Minimal breastfeeding helped. Not gonna lie.
There's a special place in hell for people who were gifted naturally good sleepers and think it comes down to their superior parenting.
I may not go that strong as I think it's a natural inclination to want to think things were our parenting when things go well, but I agree it's incredibly frustrating.
The parents with decent newborn sleepers tell me the things they did as if I didn't do EVERY SINGLE ONE OF THOSE THINGS. Of course I did. It's all over the internet, all the basics. The vast majority of us are doing it. Sadly it works for some and not others.

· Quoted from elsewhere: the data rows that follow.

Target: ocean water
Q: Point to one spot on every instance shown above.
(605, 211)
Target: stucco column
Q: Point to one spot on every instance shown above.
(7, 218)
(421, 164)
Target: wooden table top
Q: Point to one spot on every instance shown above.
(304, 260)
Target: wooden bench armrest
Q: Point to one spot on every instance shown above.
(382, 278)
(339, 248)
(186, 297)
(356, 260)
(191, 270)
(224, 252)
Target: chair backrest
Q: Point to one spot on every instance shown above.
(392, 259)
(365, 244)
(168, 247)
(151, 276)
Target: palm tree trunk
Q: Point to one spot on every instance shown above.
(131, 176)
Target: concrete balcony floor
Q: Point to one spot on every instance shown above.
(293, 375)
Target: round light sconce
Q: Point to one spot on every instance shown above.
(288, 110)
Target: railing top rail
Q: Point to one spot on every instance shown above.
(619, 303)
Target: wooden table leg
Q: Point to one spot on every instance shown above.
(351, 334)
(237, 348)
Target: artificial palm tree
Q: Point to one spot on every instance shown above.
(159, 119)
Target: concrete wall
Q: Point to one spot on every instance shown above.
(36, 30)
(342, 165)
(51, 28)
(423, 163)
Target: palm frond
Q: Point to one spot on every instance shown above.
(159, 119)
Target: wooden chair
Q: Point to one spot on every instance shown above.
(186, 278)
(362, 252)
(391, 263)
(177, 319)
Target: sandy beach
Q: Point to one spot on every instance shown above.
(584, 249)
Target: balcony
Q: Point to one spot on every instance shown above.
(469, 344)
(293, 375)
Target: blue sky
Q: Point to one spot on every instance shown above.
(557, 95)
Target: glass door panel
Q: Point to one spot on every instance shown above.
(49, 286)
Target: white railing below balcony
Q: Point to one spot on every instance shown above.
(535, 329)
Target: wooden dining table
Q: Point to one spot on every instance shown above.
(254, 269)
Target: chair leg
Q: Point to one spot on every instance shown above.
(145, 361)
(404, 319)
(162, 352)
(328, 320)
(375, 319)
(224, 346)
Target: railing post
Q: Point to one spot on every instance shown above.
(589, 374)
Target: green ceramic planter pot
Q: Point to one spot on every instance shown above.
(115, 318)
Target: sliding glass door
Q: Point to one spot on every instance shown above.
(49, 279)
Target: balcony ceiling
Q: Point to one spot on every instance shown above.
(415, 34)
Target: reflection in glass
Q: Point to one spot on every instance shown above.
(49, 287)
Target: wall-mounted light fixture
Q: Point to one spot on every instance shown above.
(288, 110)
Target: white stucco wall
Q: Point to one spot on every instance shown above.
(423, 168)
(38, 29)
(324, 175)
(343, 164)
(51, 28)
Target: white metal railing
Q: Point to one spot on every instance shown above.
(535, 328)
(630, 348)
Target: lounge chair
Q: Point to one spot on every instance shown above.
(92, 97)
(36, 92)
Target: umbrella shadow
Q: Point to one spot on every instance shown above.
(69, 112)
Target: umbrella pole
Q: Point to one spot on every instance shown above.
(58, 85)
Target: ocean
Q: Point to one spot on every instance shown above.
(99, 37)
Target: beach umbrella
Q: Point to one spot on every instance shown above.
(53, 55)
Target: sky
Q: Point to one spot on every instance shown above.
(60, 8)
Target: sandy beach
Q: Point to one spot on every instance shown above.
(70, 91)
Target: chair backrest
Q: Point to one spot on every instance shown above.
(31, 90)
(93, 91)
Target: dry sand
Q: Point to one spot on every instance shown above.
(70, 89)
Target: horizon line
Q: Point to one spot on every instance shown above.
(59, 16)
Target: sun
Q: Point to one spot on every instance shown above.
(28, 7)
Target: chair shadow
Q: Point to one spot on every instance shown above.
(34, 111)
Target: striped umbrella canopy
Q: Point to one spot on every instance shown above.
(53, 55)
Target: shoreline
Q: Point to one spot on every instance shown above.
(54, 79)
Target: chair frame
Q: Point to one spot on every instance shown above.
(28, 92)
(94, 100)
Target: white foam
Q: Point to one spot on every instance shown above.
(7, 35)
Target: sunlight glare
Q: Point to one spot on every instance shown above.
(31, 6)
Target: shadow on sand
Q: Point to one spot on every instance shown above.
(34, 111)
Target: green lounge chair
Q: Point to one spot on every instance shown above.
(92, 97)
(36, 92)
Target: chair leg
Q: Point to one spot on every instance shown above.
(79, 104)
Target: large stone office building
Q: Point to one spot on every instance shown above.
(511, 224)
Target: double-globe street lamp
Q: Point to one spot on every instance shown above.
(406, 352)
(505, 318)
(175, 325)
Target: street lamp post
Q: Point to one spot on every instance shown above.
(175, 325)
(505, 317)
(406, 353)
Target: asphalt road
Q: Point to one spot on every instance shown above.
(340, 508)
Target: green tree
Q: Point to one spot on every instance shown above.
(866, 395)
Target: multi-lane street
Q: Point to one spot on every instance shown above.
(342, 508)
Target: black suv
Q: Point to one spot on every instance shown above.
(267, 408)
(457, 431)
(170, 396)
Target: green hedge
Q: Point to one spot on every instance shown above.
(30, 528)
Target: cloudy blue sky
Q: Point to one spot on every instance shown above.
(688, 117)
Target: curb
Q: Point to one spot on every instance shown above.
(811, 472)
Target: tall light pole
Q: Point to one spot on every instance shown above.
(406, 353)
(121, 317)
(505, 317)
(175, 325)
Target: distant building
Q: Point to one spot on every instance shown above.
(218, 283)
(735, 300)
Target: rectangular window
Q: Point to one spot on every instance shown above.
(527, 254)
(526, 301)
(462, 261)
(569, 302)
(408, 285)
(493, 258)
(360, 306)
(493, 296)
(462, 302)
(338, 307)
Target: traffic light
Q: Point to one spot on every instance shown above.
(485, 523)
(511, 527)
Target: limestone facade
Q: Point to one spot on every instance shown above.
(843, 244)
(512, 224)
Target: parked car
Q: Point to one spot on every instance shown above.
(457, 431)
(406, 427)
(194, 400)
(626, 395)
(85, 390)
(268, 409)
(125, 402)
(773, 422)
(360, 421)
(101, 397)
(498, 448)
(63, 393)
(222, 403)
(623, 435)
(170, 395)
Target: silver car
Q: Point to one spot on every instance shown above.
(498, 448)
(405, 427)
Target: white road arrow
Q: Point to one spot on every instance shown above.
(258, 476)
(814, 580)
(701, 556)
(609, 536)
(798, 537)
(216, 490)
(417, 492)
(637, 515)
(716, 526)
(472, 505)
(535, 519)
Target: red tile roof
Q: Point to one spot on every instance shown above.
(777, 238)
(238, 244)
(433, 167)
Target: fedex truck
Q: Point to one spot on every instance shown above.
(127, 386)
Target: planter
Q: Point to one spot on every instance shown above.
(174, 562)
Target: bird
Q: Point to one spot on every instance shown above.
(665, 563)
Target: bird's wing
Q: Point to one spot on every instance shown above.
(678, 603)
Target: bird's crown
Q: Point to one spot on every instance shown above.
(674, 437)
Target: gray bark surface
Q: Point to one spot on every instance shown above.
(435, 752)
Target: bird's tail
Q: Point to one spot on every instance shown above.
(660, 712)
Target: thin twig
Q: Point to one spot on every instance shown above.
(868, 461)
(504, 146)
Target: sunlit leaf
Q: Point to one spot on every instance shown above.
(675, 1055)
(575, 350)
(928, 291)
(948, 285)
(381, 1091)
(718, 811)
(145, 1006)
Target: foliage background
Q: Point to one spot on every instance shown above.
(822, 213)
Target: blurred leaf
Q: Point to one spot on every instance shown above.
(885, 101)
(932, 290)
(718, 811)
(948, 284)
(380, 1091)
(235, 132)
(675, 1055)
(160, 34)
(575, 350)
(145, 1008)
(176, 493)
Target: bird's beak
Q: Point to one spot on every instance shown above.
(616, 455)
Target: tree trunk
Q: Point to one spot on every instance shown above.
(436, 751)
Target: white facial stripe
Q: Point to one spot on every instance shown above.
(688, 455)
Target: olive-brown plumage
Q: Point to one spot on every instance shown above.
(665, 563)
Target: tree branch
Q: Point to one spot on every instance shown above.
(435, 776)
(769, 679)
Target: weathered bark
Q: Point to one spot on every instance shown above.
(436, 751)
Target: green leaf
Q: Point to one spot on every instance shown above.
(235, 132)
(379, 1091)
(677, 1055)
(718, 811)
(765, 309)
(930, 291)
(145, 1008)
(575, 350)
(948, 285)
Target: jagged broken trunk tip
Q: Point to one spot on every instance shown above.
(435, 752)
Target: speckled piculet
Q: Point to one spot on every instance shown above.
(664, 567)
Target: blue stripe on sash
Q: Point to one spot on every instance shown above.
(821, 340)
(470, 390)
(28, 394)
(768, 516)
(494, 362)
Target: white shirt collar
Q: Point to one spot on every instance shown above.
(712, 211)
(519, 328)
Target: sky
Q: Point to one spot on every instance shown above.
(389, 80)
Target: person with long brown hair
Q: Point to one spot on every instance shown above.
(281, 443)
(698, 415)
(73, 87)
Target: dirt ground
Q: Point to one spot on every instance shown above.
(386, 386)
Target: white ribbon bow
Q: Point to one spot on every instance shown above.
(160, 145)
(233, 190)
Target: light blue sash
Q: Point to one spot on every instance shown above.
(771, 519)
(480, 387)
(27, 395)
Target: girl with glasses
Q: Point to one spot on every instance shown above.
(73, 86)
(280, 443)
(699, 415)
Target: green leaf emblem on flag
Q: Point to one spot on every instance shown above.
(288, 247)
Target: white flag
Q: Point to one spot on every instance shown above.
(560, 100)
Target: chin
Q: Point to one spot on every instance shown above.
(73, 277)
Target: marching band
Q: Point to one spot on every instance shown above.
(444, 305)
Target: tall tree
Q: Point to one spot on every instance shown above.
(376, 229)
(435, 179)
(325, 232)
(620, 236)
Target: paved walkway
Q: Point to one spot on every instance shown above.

Except the vast majority of parents of bad sleepers *aren't* doing it all like you are. I can't tell you how many people I know who have "bad sleepers" but aren't doing the basics you reference. No schedule/routine to speak off, rocking to sleep, not using white noise and black out curtains, refusing to take a sleep class/read a sleep book because "it's too much work." When my friends and I had little kids, I heard lots of "this baby fits into my life, not the other way around." And those parents inevitably had kids who could catnap anywhere and weren't beholden to a nap schedule like DH and I were, but those kids struggled to STTN well into their infant year/toddlerhood. I think it's more fascinating that parents put 100% of the blame on their kids and 0% on themselves haha.
In any event, I am truly sorry that you've struggled and glad things are on the up and up!